Cd109-flox Mouse

Cd109, a glycosylphosphatidylinositol-anchored glycoprotein, is a member of the α2 -macroglobulin/C3,C4,C5 family of thioester-containing proteins. It associates with transforming growth factor (TGF)-β receptors and negatively regulates TGF-β signaling, and is potentially related to signal transducer and activator of transcription-3 signaling [1]. Cd109's functions span across various biological processes, influencing immune responses, inflammation, and tumor progression [2]. Genetic models, such as knockout mouse models, are valuable for studying its functions.

Cd109 -deficient mice exhibit epidermal hyperplasia and osteopenia, indicating its role in maintaining physiological homeostasis [1]. In asthma, Cd109 -deficient mice had reduced airway hyperreactivity and eosinophilic inflammation, along with lower Th2 cytokine expression. Lung cDC2s from these mice had a poor ability to induce cytokine production, suppressing Th2 differentiation [3]. In bleomycin-induced pulmonary fibrosis, Cd109 -transgenic mice overexpressing Cd109 showed attenuated pulmonary fibrosis, preserved lung function, and reduced lung fibroblasts and myofibroblasts [4].

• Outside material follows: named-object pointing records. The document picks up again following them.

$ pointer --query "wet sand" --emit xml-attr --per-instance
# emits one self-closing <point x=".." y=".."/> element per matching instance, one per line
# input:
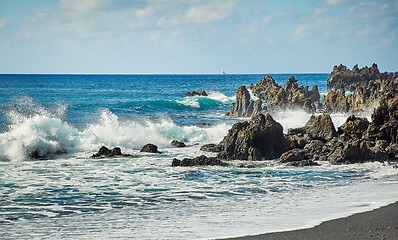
<point x="381" y="223"/>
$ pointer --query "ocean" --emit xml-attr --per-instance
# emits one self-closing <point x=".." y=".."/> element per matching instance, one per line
<point x="65" y="194"/>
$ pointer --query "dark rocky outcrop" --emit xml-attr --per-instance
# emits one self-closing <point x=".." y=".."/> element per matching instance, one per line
<point x="289" y="96"/>
<point x="354" y="127"/>
<point x="211" y="147"/>
<point x="384" y="125"/>
<point x="244" y="107"/>
<point x="194" y="93"/>
<point x="356" y="141"/>
<point x="293" y="155"/>
<point x="176" y="143"/>
<point x="367" y="85"/>
<point x="198" y="161"/>
<point x="320" y="128"/>
<point x="150" y="148"/>
<point x="302" y="163"/>
<point x="104" y="152"/>
<point x="261" y="138"/>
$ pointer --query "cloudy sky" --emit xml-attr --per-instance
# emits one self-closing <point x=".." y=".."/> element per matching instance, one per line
<point x="196" y="36"/>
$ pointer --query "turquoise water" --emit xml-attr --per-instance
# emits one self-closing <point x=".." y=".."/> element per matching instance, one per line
<point x="72" y="196"/>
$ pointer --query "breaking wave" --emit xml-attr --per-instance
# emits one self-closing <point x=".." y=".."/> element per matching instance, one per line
<point x="42" y="134"/>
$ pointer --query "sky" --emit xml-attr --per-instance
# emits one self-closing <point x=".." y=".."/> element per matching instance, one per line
<point x="196" y="36"/>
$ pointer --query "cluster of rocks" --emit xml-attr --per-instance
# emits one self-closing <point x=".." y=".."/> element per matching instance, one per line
<point x="194" y="93"/>
<point x="274" y="97"/>
<point x="343" y="78"/>
<point x="198" y="161"/>
<point x="244" y="107"/>
<point x="104" y="152"/>
<point x="367" y="85"/>
<point x="356" y="141"/>
<point x="261" y="138"/>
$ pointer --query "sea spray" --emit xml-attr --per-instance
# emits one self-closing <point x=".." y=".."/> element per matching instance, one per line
<point x="41" y="136"/>
<point x="37" y="136"/>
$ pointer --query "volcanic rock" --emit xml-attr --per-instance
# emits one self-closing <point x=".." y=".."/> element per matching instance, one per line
<point x="194" y="93"/>
<point x="176" y="143"/>
<point x="354" y="127"/>
<point x="150" y="148"/>
<point x="212" y="147"/>
<point x="244" y="107"/>
<point x="320" y="128"/>
<point x="302" y="163"/>
<point x="289" y="96"/>
<point x="293" y="155"/>
<point x="367" y="85"/>
<point x="261" y="138"/>
<point x="198" y="161"/>
<point x="384" y="125"/>
<point x="105" y="152"/>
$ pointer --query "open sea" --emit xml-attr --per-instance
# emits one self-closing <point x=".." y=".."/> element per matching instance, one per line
<point x="72" y="196"/>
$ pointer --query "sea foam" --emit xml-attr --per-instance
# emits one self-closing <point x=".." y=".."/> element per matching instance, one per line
<point x="43" y="135"/>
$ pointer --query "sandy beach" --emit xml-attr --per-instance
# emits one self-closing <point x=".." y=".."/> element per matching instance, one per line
<point x="381" y="223"/>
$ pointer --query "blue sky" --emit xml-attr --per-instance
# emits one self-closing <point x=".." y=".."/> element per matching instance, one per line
<point x="196" y="36"/>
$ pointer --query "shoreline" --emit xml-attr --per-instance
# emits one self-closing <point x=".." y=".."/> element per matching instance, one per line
<point x="380" y="223"/>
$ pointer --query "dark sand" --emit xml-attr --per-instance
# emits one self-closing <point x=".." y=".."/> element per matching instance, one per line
<point x="380" y="223"/>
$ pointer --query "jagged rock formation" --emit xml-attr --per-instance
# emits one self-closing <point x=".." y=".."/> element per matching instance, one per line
<point x="150" y="148"/>
<point x="104" y="152"/>
<point x="320" y="128"/>
<point x="368" y="85"/>
<point x="244" y="107"/>
<point x="384" y="125"/>
<point x="261" y="138"/>
<point x="356" y="141"/>
<point x="194" y="93"/>
<point x="176" y="143"/>
<point x="212" y="147"/>
<point x="289" y="96"/>
<point x="198" y="161"/>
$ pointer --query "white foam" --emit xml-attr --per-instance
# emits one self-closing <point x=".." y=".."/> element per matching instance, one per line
<point x="292" y="118"/>
<point x="48" y="135"/>
<point x="190" y="102"/>
<point x="252" y="96"/>
<point x="218" y="96"/>
<point x="40" y="133"/>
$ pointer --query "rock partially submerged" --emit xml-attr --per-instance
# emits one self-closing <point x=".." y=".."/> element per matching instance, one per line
<point x="176" y="143"/>
<point x="261" y="138"/>
<point x="194" y="93"/>
<point x="104" y="152"/>
<point x="244" y="107"/>
<point x="150" y="148"/>
<point x="211" y="147"/>
<point x="367" y="85"/>
<point x="198" y="161"/>
<point x="289" y="96"/>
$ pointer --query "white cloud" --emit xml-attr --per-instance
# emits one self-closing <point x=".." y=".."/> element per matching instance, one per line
<point x="320" y="11"/>
<point x="266" y="20"/>
<point x="210" y="12"/>
<point x="3" y="23"/>
<point x="300" y="32"/>
<point x="336" y="2"/>
<point x="83" y="5"/>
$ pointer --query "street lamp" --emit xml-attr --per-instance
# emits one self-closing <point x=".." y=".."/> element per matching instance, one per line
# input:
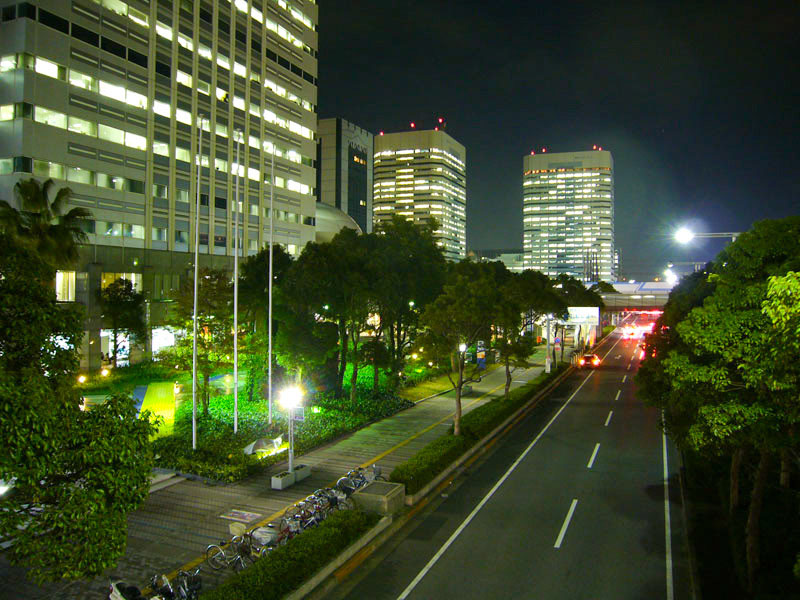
<point x="684" y="235"/>
<point x="290" y="399"/>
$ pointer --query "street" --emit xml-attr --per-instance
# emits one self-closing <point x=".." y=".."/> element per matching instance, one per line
<point x="572" y="504"/>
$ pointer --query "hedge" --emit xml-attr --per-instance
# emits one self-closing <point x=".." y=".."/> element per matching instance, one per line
<point x="434" y="458"/>
<point x="287" y="567"/>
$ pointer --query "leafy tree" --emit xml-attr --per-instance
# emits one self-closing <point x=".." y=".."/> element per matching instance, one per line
<point x="123" y="307"/>
<point x="730" y="394"/>
<point x="254" y="285"/>
<point x="75" y="474"/>
<point x="214" y="326"/>
<point x="42" y="225"/>
<point x="461" y="315"/>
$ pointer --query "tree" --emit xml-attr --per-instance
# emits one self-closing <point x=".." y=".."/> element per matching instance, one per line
<point x="75" y="474"/>
<point x="410" y="269"/>
<point x="43" y="225"/>
<point x="460" y="316"/>
<point x="123" y="307"/>
<point x="214" y="326"/>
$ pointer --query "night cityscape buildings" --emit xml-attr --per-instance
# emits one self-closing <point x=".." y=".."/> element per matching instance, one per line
<point x="422" y="175"/>
<point x="568" y="214"/>
<point x="344" y="169"/>
<point x="109" y="98"/>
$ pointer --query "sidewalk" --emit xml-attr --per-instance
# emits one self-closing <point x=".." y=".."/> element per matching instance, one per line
<point x="176" y="523"/>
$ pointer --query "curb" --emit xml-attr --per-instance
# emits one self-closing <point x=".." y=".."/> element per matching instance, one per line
<point x="326" y="571"/>
<point x="412" y="499"/>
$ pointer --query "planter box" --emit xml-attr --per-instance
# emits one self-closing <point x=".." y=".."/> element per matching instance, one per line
<point x="282" y="480"/>
<point x="381" y="497"/>
<point x="301" y="472"/>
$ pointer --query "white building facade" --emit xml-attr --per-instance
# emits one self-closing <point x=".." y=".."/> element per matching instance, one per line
<point x="568" y="214"/>
<point x="422" y="175"/>
<point x="108" y="97"/>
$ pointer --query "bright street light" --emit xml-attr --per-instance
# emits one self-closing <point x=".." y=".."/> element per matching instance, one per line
<point x="684" y="235"/>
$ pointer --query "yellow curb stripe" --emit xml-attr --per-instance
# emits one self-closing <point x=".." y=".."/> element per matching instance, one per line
<point x="280" y="513"/>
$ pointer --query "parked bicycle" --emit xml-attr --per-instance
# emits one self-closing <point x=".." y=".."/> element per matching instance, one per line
<point x="236" y="552"/>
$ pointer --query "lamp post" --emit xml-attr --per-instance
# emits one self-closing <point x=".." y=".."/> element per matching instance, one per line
<point x="196" y="275"/>
<point x="238" y="134"/>
<point x="290" y="399"/>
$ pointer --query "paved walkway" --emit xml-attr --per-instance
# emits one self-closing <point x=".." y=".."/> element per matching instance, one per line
<point x="177" y="522"/>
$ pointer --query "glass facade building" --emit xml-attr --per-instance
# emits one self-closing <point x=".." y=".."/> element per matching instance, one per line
<point x="345" y="169"/>
<point x="568" y="214"/>
<point x="108" y="97"/>
<point x="422" y="175"/>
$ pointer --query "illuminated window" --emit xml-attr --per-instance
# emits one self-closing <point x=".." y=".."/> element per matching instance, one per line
<point x="111" y="134"/>
<point x="83" y="126"/>
<point x="45" y="67"/>
<point x="50" y="117"/>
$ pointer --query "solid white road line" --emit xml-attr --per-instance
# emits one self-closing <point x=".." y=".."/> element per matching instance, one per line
<point x="486" y="498"/>
<point x="567" y="519"/>
<point x="667" y="527"/>
<point x="594" y="455"/>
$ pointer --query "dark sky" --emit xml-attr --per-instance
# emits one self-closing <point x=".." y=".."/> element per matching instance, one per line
<point x="699" y="104"/>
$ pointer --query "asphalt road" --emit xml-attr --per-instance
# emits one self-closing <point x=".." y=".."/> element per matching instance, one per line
<point x="572" y="503"/>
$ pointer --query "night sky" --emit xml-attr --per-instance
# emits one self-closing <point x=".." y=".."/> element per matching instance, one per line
<point x="699" y="104"/>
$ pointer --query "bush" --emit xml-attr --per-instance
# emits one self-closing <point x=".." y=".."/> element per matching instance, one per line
<point x="287" y="567"/>
<point x="434" y="458"/>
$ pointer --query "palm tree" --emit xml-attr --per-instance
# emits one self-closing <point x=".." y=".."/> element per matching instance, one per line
<point x="43" y="225"/>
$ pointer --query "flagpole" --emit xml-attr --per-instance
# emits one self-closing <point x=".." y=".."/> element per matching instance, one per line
<point x="238" y="134"/>
<point x="269" y="286"/>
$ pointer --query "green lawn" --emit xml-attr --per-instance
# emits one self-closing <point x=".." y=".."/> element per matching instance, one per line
<point x="160" y="400"/>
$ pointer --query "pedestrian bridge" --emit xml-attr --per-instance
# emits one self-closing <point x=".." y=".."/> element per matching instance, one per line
<point x="644" y="295"/>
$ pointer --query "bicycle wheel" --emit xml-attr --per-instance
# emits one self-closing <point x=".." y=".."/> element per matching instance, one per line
<point x="242" y="562"/>
<point x="215" y="557"/>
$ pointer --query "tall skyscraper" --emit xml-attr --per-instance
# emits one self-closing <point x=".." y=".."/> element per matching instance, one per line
<point x="344" y="173"/>
<point x="422" y="175"/>
<point x="568" y="214"/>
<point x="108" y="97"/>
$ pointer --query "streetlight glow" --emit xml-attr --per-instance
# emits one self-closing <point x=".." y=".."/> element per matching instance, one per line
<point x="684" y="235"/>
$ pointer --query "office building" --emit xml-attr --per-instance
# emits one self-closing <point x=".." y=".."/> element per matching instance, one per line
<point x="421" y="175"/>
<point x="568" y="214"/>
<point x="344" y="175"/>
<point x="108" y="97"/>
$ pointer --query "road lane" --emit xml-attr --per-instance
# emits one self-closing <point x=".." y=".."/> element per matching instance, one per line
<point x="494" y="535"/>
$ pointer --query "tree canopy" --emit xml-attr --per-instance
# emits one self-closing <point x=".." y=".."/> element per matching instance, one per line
<point x="75" y="474"/>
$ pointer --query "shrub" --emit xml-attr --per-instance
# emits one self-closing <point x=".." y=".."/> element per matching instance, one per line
<point x="434" y="458"/>
<point x="287" y="567"/>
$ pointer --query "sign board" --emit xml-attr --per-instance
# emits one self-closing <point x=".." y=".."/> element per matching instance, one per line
<point x="584" y="315"/>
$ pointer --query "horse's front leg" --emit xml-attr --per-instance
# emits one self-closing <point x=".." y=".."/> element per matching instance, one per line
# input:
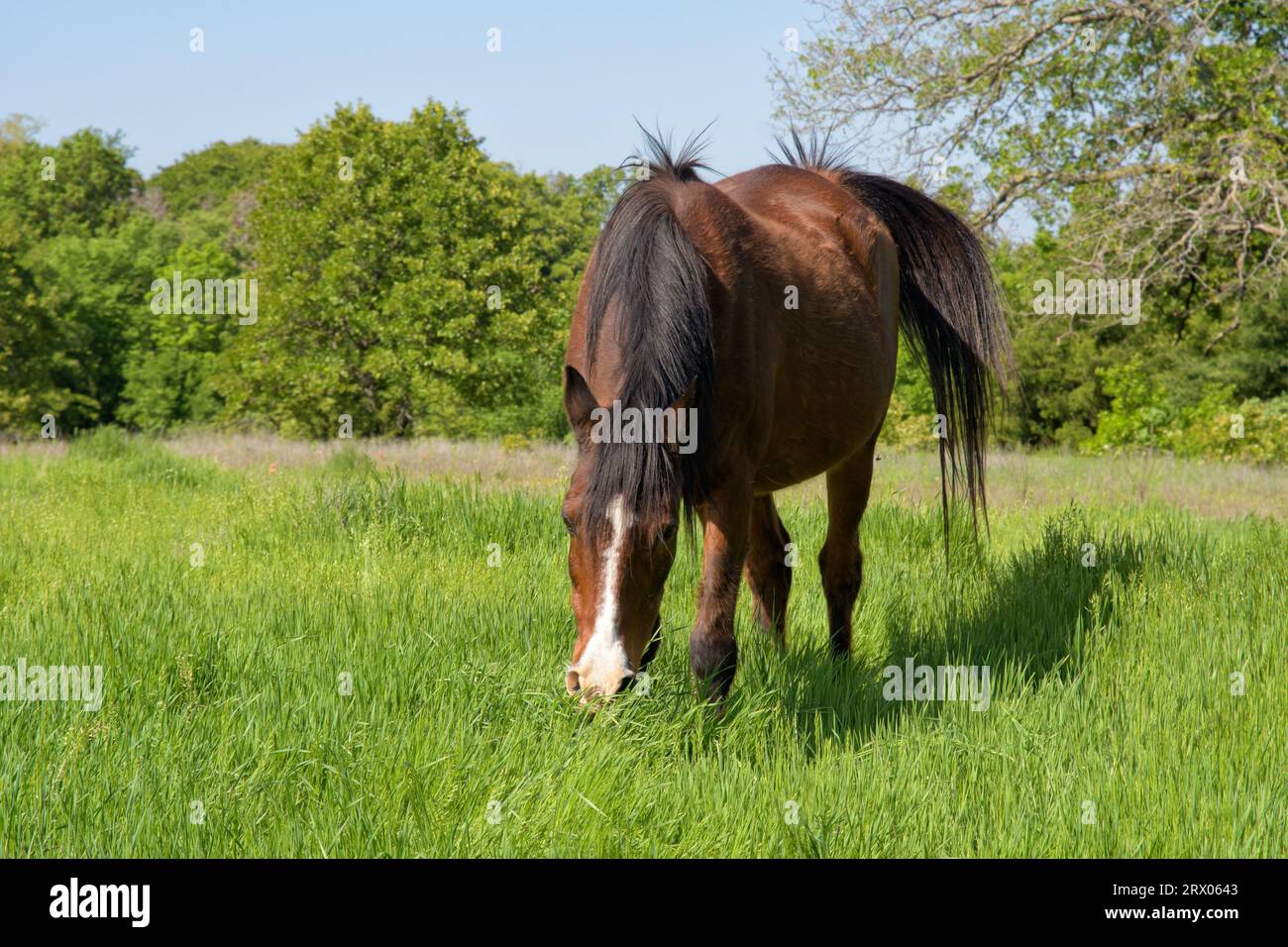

In conclusion, Cd109 plays crucial roles in maintaining physiological homeostasis, regulating immune responses in asthma, and modulating pulmonary fibrosis. Gene knockout mouse models have been instrumental in revealing these functions, contributing to our understanding of related disease mechanisms and potentially offering new therapeutic strategies for diseases like asthma and pulmonary fibrosis.